A une époque, je me souviens d’une discussion avec une amie qui se cherchait et me voyait peindre. Je lui parlais souvent du plaisir que je prenais dans cette activité quasi quotidienne. Je n’avais jamais pris de cours et j’avais pourtant des personnes qui me commandaient des tableaux car ce que je faisais plaisait apparemment. Cette amie était en situation de reconversation professionnelle mais ne savait absolument pas vers quoi se diriger, elle était consciente de ne pas suffisamment se connaître. Je me souviens l’unique dessins qu’elle avait fait et m’avait montré, une femme se regardant dans un miroir et dans le miroir un point d’interrogation. Par la suite il lui a été très difficile de continuer tant elle n’arrivait pas à lâcher son mental et à se faire plaisir. Pour justifier cette incapacité elle m’avait fait part de ses croyances. Selon elle, un vrai dessinateur ou peintre devait pouvoir créer à main levé sans modèle (et sans rature). J’avais eu beau la ramener dans la réalité en lui expliquant que je me servais toujours de modèles et que cette technique était d’une grande aide, jamais elle n’a pu se détacher de cette fausse image et son activité de peinture a été très vite été avortée. A l’époque de l’écriture de mon premier livre, j’avais fait la connaissance d’un ami ayant de nombreux points commun avec moi dont celui d’écrire un livre justement. Comme j’avais fait des études de lettres (les titres et les statuts influencent énormément les humains), ce dernier s’était excusés, lors de notre première rencontre en m’expliquant que lui n’était pas écrivain comme moi. Mais que définit réellement un écrivain, le titre ou seulement l’acte d’écriture ?

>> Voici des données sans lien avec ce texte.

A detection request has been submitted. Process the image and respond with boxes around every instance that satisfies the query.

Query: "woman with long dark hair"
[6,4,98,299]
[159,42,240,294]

Se comparer aux autres et s’appliquer des clichés pour s’auto-saboter ce n’est pas un acte juste à l’égard de soi-même, c’est un mécanisme de punition. Ecrire un livre c’est être un écrivain, avoir l’impression d’avoir déjà vécu une scène ou même seulement penser à un défunt c’est être médium ! Eh oui il est temps pour une majorité d’entre nous de changer tout nos points de vue sur notre réalité et nous même car les choses ne sont pas celles qui nous ont été enseignées.

L’exemple de la pensée.

La pensée est un flux, une énergie invisible qui nous traverse. La société qui nous a vu naître nous a appris que nous en sommes exclusivement les émetteurs et que leur manifestation n’ont pas de valeur particulière. A vrai dire, la pensée est perçue comme une élucubration sans fondement et sans intérêt hormis pour le domaine des 3 P : psychiatrie, psychologie et psychothérapie.Pourtant au sujet des médiums, il est dit continuellement qu’ils sont des antennes qui reçoivent des informations. Si l’on suit cette logique opposant la majorité des humains à la minorité des élus que sont les médiums, il existerait donc deux catégories d’être humains sur cette terre, ceux qui émettent  des informations et ceux qui les recoivent , schéma dualiste particulièrement enfantin et peu crédible. La vérité est que chaque être fonctionne avec ses deux polarités actives, l’émission et la réception. Seulement à force de cloisonner les êtres, de crée des élus et de se saboter, la conscience des deux phénomènes s’amenuisent jusqu’à disparaitre en chacun d’entre nous. Tout être humain est un médium sans conscience. Pour chacun c’est moins un travail pour développer des capacités existantes que pour réactiver une conscience perdue de nos potentiels. Lorsque nous pensons à quelqu’un, qu’est ce qui nous dit que le phénomène vient de nous, et s’il s’agissait d’une captation, par exemple de la pensée de quelqu’un d’autre ou de sa présence sur un plan moins visible ? Penser à quelqu’un est assez souvent un acte de clairvoyance. Penser à un disparu dans une situation qui ne s’y prête pas, où nous avons d’autres occupations est un contact avec un défunt.